インタビュー 小口誠さん

小口誠さんは1979年横浜市生まれ。地元の小中高校を経て東京田中千代服飾専門学校に進学する。幼い頃はサッカー部にも所属していたが中学2年くらいから洋服に興味を持ち、高校生の時には母親のミシンを借りてリメイクを始める。ミリタリーコートを裁断してジャケットにリメイクしたりと。高校からはバイト代をつぎ込んで洋服を購入するようになる。ファッション雑誌のBoonやメンズノンノを読み漁っては裏原宿に通う。裏原宿で生まれた「ア・べーシングエイプ」、「アンダーカバー」、「AFFA」といった尖ったブランドに心を奪われる。今と違いゆるい時代だったので、そうした店に朝早くから並び、プレミア品を買っては原宿の遊歩道で売った。朝5,000円で買った品が昼15,000円で売れたこともしばしば。今の商売の原点はここにあるのかもしれない。
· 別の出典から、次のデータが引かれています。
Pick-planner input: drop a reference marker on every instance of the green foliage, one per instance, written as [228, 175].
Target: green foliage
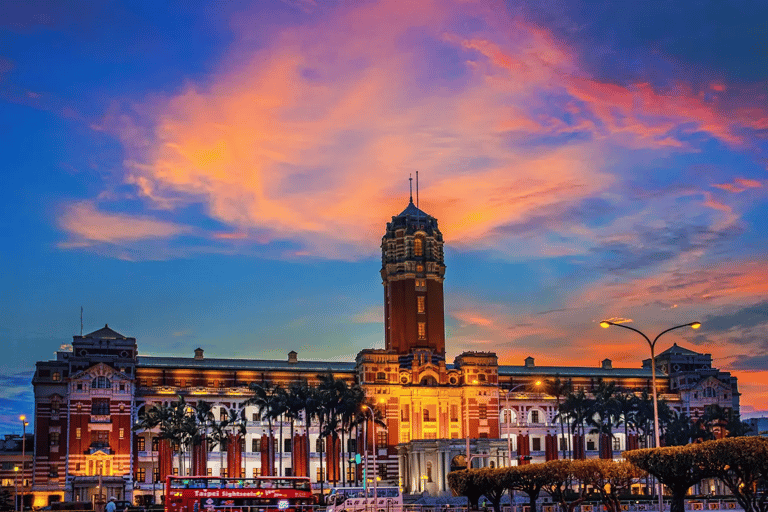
[741, 463]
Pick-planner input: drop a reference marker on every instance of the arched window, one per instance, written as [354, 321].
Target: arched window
[418, 246]
[101, 382]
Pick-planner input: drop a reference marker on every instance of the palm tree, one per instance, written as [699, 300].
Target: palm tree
[559, 389]
[266, 397]
[148, 421]
[603, 413]
[626, 409]
[294, 405]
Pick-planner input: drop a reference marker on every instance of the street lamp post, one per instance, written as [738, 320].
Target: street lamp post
[509, 426]
[16, 488]
[375, 470]
[24, 424]
[652, 344]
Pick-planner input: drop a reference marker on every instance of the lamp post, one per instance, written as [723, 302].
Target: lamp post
[375, 470]
[652, 344]
[16, 488]
[509, 426]
[24, 424]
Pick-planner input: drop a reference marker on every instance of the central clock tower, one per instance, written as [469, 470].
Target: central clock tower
[412, 272]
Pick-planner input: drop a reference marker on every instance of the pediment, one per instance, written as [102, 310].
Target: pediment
[100, 370]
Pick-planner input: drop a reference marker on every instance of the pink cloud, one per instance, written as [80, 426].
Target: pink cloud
[89, 226]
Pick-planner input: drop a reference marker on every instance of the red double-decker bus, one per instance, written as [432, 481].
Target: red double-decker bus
[216, 494]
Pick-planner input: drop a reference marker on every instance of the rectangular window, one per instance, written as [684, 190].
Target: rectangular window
[100, 407]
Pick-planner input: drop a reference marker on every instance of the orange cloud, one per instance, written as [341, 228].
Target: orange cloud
[88, 226]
東京田中千代服飾専門学校ではデザイナーを目指す男子が多い中で、縫製を学ぶ「アパレル科」を選ぶ。アパレル科の9割は女性だったそうだ。卒業作品はスーツを作っている。卒業後、横浜にあったエディ・バウアーで働く。ここの2年間で接客や店舗運営の経験を積む。
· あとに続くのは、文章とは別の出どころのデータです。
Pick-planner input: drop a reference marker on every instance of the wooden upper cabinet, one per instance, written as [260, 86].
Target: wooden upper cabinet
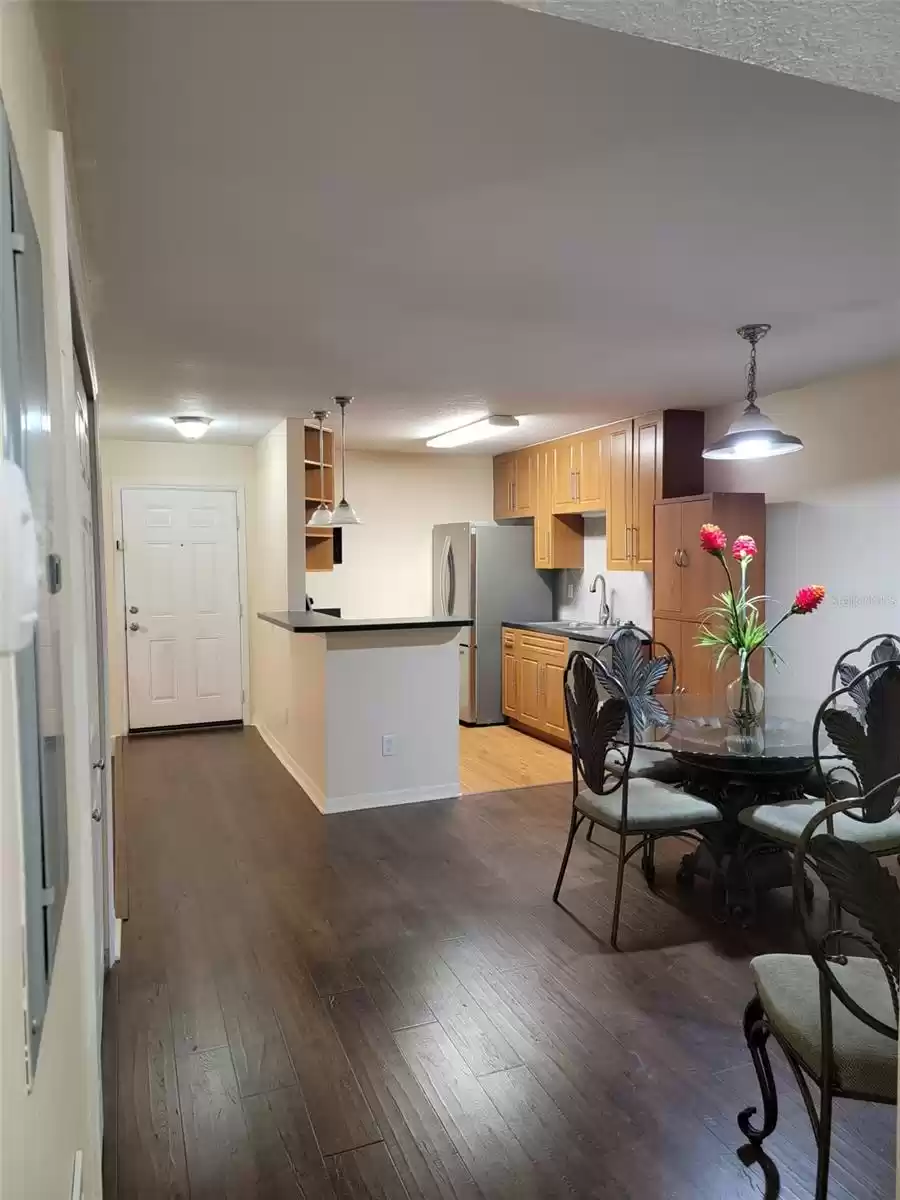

退社し、平日はバイト、週末はライブハウスやクラブに通う日々が2年間続く。歌舞伎町にあったライブハウスのLIQUIDROOMにも通った。洋服への興味が薄れ、音楽や映像、アートにはまっていた時期だ。インディペンデントカルチャーのホットスポットだった映画館「アップリンク」にもよく行ったそうだ。そして、部屋にある金目の物を全て売払い、インドに向かう。目当てはヒッピーの聖地と言われていたGOA。1960年代以降、欧米社会をドロップアウトしたヒッピーと呼ばれる若者たちは、こぞってGOAを目指した。物価が安く温暖で、自由と音楽を愛するヒッピーたちの理想郷。1990年代に入ると、サイケデリックなテクノに民族音楽を融合した「ゴアトランス」が生まれている。そうした音楽フェスも盛んに開催されていたそうだ。音楽、映画、アートにはまっていた小口さんにとって一度は訪れてみたい場所だったのだろう。インドには4か月滞在している。
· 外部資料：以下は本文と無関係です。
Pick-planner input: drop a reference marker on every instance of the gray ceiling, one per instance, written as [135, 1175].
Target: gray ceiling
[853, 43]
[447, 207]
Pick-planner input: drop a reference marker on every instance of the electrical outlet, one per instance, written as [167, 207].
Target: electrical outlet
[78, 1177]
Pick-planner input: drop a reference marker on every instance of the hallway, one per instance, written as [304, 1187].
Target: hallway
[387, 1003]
帰国後、実家で一服ついていると、専門学校の仲間二人が事業を立ち上げるという情報を耳にする。仲間に加えてもらい、三人で会社を立ち上げて古着店「ULTRABO」を開業する。小口さん26歳の時だ。開業前の1年間で一人100万円、三人で300万円を貯金して開業資金に充てたそうだ。

開業した古着店「ULTRABO」は町田市中町の奥まったビルの二階にあって目立たない。お客さんはなかなか入らなかった。最初の二年間は売上も思わしくなく、小口さんがバイトを掛け持ちし、店を支えたという。3、4年目くらいから口コミでお客さんが入るようになり、店の経営も安定していく。売上も順調に伸びたので表通りに面したビルの1階に移転する。それが現在の店舗だ。

競争が激しい町田でULTRABOは差別化を図ってきた。アメリカで仕入れる訳だが日本人にフィットする大人用のサイズが少ないのでボーイズサイズを積極的に仕入れた時代もあった。また、革靴、バッグ、アクセサリーといったアイテムを多数揃えていることも特徴となっている。アイテムの多さは町田の中で目を引く存在だろう。

創業から16年、移転して8年が経とうとしている。初心に戻り、商品や接客の質を高めるとともに時代に敏感な商品構成を心掛けている。最近ではフレアパンツも積極的に展開している。コロナの影響を受けて厳しい経営環境は続いているが、コロナ後を見据え、将来、ジャンルを特化した店舗を出したいと考えている。そして、いつかスタッフを雇い、若い人を育てていきたいと思っている。

(インタビューを終えて)
古着屋は町田が誇るカルチャーだ。ULTRABOもその一翼を担っている。この松明を掲げ続けて欲しいと思う。